1. Our laws in Hong Kong in relation to the process of divorce and in relation to our approach to parental responsibilities are proving very diffcult to progress and change.

2. Nevertheless, great steps have been taken by our Family Court judges and those professionals who work within the Family Court system to make the process of divorce a much gentler and less destructive process.
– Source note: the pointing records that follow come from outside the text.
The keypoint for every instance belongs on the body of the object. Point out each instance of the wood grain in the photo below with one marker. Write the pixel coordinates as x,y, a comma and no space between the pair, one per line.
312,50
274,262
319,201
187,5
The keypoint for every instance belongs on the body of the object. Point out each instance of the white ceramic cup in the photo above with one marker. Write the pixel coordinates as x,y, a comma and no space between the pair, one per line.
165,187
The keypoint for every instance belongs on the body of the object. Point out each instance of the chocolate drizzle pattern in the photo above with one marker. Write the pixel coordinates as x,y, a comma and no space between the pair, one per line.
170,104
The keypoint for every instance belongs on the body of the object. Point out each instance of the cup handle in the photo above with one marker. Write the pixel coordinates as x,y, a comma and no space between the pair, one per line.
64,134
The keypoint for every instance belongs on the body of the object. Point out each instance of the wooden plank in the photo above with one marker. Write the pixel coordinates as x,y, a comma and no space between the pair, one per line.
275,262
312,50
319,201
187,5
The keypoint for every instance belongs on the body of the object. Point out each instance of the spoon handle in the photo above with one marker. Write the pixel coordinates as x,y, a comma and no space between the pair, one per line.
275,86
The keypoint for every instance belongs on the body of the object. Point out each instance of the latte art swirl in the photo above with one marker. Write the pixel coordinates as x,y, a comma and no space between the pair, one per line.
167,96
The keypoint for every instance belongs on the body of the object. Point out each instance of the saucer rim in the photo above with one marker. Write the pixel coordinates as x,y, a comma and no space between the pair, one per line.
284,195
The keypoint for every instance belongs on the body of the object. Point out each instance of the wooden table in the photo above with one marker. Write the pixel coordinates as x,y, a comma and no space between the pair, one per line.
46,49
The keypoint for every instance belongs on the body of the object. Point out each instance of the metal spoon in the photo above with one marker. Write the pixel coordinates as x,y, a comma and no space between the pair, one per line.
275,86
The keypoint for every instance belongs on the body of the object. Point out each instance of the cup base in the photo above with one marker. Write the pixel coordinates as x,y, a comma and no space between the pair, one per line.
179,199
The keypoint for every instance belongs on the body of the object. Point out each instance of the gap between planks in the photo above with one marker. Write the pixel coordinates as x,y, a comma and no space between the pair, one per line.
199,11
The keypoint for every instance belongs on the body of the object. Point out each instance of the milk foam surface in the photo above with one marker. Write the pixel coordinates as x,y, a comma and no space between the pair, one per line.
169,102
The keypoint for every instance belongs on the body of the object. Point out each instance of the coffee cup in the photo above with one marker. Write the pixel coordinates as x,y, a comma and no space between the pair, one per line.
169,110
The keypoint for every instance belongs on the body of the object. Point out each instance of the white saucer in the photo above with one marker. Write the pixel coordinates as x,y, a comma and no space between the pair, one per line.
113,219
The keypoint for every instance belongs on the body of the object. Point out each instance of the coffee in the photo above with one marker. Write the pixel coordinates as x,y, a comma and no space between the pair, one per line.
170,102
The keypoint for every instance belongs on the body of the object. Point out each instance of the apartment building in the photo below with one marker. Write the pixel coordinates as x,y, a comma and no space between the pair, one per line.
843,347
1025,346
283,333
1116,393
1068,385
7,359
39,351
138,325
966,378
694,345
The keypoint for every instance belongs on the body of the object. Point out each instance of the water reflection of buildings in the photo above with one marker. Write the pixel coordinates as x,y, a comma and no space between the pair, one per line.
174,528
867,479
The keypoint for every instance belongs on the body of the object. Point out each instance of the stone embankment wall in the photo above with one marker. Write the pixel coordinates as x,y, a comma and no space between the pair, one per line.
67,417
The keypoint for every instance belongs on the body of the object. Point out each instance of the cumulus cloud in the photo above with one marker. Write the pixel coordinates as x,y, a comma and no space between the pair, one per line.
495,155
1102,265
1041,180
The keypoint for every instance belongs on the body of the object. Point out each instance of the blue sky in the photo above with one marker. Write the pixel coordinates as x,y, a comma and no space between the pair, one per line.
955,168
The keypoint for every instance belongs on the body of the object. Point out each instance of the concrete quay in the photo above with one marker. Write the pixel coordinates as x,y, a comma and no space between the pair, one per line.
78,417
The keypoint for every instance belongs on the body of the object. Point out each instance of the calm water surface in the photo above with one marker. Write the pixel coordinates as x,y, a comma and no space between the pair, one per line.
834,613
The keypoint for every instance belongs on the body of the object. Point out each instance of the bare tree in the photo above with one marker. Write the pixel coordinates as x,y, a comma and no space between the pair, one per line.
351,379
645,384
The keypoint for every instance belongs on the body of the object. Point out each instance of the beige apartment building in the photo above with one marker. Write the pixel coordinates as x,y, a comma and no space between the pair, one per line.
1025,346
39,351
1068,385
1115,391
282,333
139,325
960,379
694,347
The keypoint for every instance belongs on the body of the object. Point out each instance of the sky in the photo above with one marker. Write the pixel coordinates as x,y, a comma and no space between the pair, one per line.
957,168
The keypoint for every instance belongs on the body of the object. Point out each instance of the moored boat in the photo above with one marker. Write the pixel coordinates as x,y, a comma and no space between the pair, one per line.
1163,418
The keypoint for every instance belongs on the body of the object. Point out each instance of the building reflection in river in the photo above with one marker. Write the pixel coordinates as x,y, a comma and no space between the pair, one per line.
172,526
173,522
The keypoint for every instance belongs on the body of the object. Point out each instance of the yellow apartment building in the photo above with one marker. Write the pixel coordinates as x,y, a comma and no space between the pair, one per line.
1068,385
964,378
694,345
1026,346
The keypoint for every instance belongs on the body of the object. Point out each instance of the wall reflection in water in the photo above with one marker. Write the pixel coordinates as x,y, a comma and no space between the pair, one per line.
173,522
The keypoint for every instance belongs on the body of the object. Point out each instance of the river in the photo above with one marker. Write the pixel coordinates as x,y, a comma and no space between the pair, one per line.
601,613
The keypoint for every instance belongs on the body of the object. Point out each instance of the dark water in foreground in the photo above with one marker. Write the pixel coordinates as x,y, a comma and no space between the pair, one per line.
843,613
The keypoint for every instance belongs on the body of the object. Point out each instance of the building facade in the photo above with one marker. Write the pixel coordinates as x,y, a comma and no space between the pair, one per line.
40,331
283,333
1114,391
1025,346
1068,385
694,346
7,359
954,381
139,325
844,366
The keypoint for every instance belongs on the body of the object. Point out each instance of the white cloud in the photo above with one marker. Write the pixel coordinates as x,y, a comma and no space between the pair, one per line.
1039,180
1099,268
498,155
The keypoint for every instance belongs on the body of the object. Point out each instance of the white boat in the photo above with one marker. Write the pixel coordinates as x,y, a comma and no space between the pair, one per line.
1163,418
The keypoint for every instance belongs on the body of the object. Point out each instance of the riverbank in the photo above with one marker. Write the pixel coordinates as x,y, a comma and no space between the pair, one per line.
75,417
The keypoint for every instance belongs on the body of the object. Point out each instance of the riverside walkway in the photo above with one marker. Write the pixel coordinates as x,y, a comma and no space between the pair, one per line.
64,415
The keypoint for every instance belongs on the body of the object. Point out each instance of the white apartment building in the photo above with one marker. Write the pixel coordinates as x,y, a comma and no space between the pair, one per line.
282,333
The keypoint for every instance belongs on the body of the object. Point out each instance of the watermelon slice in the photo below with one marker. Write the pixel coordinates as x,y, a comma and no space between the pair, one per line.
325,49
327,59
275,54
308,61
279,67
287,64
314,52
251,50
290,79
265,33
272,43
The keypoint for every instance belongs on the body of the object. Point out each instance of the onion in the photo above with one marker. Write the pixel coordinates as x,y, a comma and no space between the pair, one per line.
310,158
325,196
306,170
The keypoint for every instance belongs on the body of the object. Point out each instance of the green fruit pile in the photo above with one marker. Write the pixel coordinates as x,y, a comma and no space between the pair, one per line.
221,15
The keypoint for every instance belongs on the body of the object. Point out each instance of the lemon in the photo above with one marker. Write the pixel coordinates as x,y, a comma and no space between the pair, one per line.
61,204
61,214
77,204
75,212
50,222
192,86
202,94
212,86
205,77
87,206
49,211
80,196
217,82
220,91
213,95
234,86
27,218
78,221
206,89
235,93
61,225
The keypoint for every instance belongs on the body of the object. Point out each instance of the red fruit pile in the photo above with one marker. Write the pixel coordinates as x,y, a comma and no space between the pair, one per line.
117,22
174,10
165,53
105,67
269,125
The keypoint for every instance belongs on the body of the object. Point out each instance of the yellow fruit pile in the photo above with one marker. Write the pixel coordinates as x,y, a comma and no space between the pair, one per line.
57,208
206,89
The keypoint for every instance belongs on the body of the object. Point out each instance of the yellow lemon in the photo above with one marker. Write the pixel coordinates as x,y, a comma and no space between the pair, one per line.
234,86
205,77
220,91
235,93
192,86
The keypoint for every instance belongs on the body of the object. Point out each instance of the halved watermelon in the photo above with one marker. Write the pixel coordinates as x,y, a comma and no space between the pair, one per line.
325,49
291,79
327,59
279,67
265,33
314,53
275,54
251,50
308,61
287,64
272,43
3. Through these efforts, the means of achieving a gentle divorce are already there within the system: the long established process of mediation, the successful implementation of the FDR process, collaborative practice and the recently introduced CDR.

4. There is still a great deal to be done in changing the mindset of those lawyers who deal with this area of the law as pure litigation.

5. There is still a great deal to be done in changing the mindset of some of our clients who expect to embark upon litigation with all guns blazing and without regard to the consequences.

6. We all need to be aware that any one or a combination of the existing or newly developing processes are available for us to use, but above all else, as family lawyers, there is an onus upon us to inform our clients about the number of different possibilities in resolving a conflict. Having a lawyer does not automatically mean litigation. We need to understand that the resolution of a legal problem is best tackled by creating options for our clients within and outside the court process.